Okay, so that’s great.
A couple of decades of research have focused
on this paradigm.
The assumption has always been that if you
change the food concentration—you dilute
the food concentration—you’ve reduced
the calories or nutrients going in, and this
leads to lifespan extension.
Now without going into any of the details,
because all of this was published, one of
the first questions we asked, colleagues and
I, about 15 years ago now, was, “Why is
it that, if you cut the nutrients in half,
why don’t the flies just eat twice as much,
right?”
You’re not actually restricting the food;
you’re giving them ad lib access all the
time.
And so, this took many years of developing
assays that would actually allow us to measure
how much flies eat, and when you do that,
indeed they eat about twice as much.
So, that suggests that the nutrients or calories
that flies are getting on these different
diets is actually equivalent.
Going back to the drawing board and considering
all the things that change in your experimental
design when you cut the nutrients in half
in the food from total food dilution, and
these are just a few that we thought of.
Food properties certainly change: food hardness,
food pH. buffer capacity is a really underappreciated
component of the diet, of the medium, and
all of these things seem to matter.
Prandial habits are increasingly recognized
as something really important for health.

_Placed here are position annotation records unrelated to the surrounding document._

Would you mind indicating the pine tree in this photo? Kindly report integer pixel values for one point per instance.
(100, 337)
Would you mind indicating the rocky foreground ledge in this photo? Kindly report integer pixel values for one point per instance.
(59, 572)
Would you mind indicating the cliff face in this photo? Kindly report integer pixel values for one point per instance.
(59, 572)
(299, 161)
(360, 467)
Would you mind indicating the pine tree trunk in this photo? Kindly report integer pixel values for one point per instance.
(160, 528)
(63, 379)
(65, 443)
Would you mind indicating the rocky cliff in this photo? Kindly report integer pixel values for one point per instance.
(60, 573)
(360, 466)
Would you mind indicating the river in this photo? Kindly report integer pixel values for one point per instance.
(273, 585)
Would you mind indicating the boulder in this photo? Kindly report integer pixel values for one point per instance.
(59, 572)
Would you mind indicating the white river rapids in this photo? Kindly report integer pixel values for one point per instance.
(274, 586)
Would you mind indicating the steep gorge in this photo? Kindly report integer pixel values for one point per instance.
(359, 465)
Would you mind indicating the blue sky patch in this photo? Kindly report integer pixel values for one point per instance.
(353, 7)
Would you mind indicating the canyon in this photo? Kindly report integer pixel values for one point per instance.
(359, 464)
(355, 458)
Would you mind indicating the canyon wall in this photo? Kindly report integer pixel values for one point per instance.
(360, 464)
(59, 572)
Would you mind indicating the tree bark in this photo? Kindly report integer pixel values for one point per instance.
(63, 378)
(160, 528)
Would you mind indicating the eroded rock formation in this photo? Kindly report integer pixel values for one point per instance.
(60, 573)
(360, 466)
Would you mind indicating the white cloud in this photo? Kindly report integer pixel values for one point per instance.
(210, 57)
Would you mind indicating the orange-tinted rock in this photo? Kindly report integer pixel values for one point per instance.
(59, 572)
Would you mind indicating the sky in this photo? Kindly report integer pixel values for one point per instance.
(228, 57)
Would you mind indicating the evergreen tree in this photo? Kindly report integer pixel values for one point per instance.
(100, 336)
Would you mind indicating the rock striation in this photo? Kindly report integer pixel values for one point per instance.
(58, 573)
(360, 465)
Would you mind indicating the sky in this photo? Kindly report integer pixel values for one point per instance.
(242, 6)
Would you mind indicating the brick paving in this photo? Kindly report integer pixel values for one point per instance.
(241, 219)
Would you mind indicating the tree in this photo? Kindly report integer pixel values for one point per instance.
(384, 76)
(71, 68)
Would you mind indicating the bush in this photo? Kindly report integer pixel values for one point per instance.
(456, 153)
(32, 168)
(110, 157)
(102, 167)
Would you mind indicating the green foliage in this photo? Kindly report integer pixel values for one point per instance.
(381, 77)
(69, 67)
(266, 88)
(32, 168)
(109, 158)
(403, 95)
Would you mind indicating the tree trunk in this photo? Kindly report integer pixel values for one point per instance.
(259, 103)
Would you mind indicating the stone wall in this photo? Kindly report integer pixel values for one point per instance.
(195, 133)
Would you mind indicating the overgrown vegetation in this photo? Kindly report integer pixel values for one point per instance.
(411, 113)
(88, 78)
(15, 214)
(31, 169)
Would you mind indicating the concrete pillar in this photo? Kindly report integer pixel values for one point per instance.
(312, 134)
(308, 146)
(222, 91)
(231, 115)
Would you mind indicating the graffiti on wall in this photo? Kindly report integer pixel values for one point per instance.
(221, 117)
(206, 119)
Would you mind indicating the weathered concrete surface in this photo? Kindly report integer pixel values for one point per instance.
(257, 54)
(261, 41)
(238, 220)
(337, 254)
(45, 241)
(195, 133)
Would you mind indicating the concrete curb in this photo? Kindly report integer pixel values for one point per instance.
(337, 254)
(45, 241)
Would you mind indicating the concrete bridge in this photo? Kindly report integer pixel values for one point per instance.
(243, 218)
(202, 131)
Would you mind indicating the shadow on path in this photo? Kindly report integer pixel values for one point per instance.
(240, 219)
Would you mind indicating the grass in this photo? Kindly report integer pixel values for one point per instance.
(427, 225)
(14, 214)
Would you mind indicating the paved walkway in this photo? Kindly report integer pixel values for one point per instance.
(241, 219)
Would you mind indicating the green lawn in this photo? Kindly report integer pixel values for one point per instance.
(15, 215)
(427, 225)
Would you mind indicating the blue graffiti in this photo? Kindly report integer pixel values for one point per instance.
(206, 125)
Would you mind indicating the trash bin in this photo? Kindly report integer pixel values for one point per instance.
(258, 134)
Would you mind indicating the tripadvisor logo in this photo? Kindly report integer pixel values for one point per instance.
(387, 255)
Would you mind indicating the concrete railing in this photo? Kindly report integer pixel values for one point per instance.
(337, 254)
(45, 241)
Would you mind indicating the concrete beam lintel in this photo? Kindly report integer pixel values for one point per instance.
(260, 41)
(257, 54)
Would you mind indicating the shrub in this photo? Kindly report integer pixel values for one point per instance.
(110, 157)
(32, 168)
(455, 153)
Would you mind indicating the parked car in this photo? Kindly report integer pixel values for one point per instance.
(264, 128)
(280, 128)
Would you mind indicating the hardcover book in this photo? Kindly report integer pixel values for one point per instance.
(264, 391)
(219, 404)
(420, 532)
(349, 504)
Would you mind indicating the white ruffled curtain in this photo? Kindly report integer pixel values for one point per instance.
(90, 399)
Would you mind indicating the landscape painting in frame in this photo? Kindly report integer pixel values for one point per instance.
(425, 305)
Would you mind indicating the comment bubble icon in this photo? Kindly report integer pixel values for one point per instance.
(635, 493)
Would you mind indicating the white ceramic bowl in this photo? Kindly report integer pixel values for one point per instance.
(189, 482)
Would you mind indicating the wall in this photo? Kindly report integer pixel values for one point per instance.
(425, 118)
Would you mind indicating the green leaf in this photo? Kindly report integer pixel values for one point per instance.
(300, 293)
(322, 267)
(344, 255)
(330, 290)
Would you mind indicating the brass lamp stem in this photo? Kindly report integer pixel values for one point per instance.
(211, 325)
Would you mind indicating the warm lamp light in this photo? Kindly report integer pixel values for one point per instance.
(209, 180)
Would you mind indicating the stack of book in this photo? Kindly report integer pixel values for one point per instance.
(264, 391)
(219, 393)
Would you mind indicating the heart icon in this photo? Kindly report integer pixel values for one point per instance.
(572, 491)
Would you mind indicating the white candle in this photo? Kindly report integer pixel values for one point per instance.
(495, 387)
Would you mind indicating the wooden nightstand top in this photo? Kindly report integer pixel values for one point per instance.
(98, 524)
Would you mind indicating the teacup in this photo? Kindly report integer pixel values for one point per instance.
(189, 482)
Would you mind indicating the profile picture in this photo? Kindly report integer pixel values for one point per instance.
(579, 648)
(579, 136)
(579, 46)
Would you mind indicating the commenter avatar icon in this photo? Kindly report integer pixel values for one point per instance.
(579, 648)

Even on isocaloric diet … even on a … if
you get the same total number of calories
per day, if you take in those calories at
one giant meal versus lots of small meals,
that’s increasingly recognized to influence
metabolic health.
Microbial growth is another obvious parameter,
right?
These media, these fly media, are essentially
rich microbiological culture plates, so it
should be obvious that microbe growth could
be different when these nutrient concentrations
are changed.
And finally, what I want to focus on next
is water intake.
Flies are one of the few animals in captivity
that I know of where ad libitum water access
is not provided.
Drinking water is not provided.
So, these animals are routinely not allowed
to independently regulate their food and water
intake, and the only reason for that is because
no one has ever provided them with drinking
water; that’s how it started 100 years ago.
If flies in the dietary restriction or caloric
restriction paradigm are eating different
volumes to match nutrients, we ask, since
they’re getting different volumes and different
amounts of water through the jello, through
the food, could water stress or dehydration
stress play any role in these lifespan phenotypes
that people were seeing?
And so, we redesigned this experiment simply
by adding some water, in the form of agar,
for the flies to drink.
And just to summarize these results, because
these were published almost 10 years ago now,
on the left again you see that with food dilution
you get almost a 20 percent increase in lifespan,
but when water is present these lifespan differences
go away.
This is true in multiple trials of both sexes
and different genotypes of control flies.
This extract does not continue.